Fish-eating seabirds, such as murres, puffins and gulls, all had above average reproductive success. No auklets (primarily zooplankton-eaters) were surveyed in the region. Storm-petrels, which feed on a mix of invertebrates and zooplankton, had average to above average reproductive success. Fork-tailed storm-petrels earlier hatch dates but average reproductive success. Leach’s storm-petrels had both average hatch dates and average reproductive success (Figures 40, 38). There were few reports of dead seabirds (20-50 birds) in Cold Bay and Unalaska (Figure 42). While these indicators suggest good availability of forage fish to rear chicks and potentially for fish-eating groundfish, there were no data collected on planktivorous seabirds. However storm petrels and murrelets, which feed on fish, invertebrates and zooplankton, had average or above average reproductive success. While it is unclear whether the conditions were as favorable for obligate zooplankton-eating seabirds as for fish-eating seabirds, the overall reproductive success suggests there was enough prey to support combined diets. Tufted puffins chick diets were primarily pollock (51%) followed by Pacific sand lance (21%), indicating that forage fish were available to foraging seabirds. Steller sea lions were surveyed in 2022, but counts are still being analyzed. Previous counts suggest that the sea lion populations have been recovering in this area.

Increases in survey biomass estimates of northern rockfish and pollock offset decreases of Pacific ocean perch and Atka mackerel, for an overall 10% increase in pelagic foragers biomass compared to 2018. In contrast, overall apex predator fish biomass decreased, with the exception of arrowtooth flounder, Pacific cod and large sculpins (Figure 66). While the condition of Pacific cod sampled in the survey was above the long term average, condition remained below average for the other sampled species (Figure 30)

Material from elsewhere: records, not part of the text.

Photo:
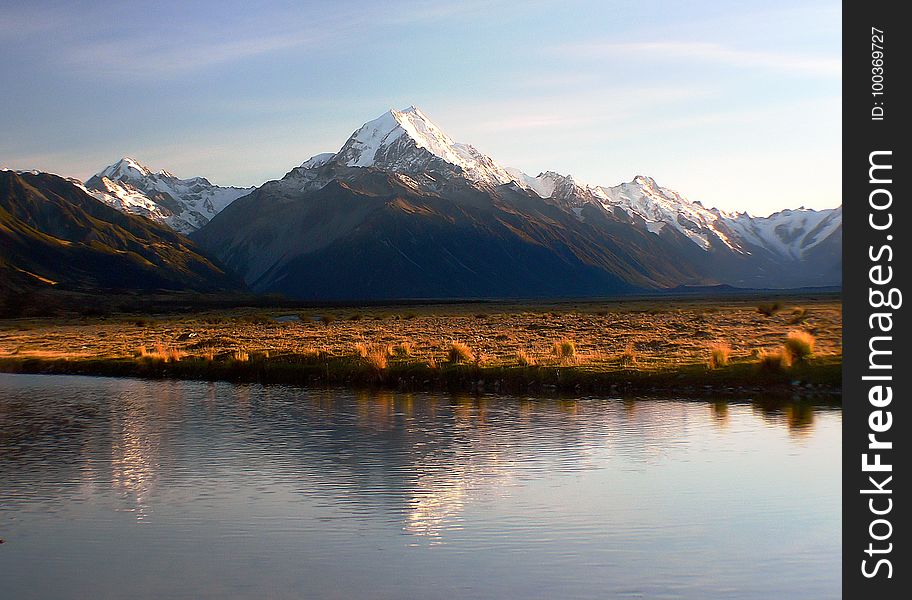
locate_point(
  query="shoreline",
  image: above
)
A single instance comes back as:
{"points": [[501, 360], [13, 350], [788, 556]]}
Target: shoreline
{"points": [[819, 380]]}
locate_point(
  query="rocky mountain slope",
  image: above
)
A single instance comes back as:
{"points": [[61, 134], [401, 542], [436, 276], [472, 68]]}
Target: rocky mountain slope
{"points": [[185, 205], [54, 235], [403, 211]]}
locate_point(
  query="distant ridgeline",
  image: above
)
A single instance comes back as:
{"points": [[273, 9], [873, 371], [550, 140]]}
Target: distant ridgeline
{"points": [[402, 211]]}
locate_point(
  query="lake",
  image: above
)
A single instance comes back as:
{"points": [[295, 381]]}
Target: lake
{"points": [[116, 488]]}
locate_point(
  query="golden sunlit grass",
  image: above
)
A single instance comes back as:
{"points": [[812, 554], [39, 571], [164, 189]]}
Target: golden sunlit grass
{"points": [[404, 349], [623, 337], [719, 355], [800, 344], [775, 360], [460, 353], [524, 359], [377, 357], [564, 350], [160, 352], [630, 357]]}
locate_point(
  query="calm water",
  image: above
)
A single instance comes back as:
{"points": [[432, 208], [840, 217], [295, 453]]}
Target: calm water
{"points": [[134, 489]]}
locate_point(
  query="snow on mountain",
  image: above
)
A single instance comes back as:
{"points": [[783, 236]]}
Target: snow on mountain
{"points": [[183, 204], [788, 232], [408, 142]]}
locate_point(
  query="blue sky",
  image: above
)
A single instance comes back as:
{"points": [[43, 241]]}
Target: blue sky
{"points": [[736, 104]]}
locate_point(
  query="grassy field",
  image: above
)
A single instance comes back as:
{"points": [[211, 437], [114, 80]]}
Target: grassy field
{"points": [[732, 346]]}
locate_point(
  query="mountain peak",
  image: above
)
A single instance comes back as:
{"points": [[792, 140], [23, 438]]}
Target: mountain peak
{"points": [[407, 141], [125, 168]]}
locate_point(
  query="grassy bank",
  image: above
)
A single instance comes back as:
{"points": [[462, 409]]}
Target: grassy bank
{"points": [[735, 347], [815, 377]]}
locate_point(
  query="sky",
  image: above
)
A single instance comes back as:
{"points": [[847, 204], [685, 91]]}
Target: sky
{"points": [[735, 104]]}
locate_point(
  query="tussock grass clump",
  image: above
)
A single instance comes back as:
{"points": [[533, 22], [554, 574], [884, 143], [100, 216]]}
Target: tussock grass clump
{"points": [[524, 359], [769, 309], [630, 357], [404, 349], [775, 360], [377, 357], [799, 316], [719, 355], [800, 344], [564, 349], [460, 353], [374, 355], [161, 352]]}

Shellfish samples from several locations including Little Priest Rock in Summer Bay, Unalaska are collected weekly and analyzed for harmful algal blooms. Monitoring indicated that peak toxin levels occurred during June this year. Blue mussels had toxins only 3.4x above the regulatory level (Figure 51), which is the lowest documented in the past three years. Public awareness efforts continue in the area to minimize impacts on human health. Lastly, school enrollment declined in 2020-21 and did not recover in 2021-22. The decrease in the eastern Aleutians enrollment was driven by a large decline at Unalaska Elementary. All other schools (Akutan, False Pass, and Unalaska Jr. and Senior High School) had increased enrollments.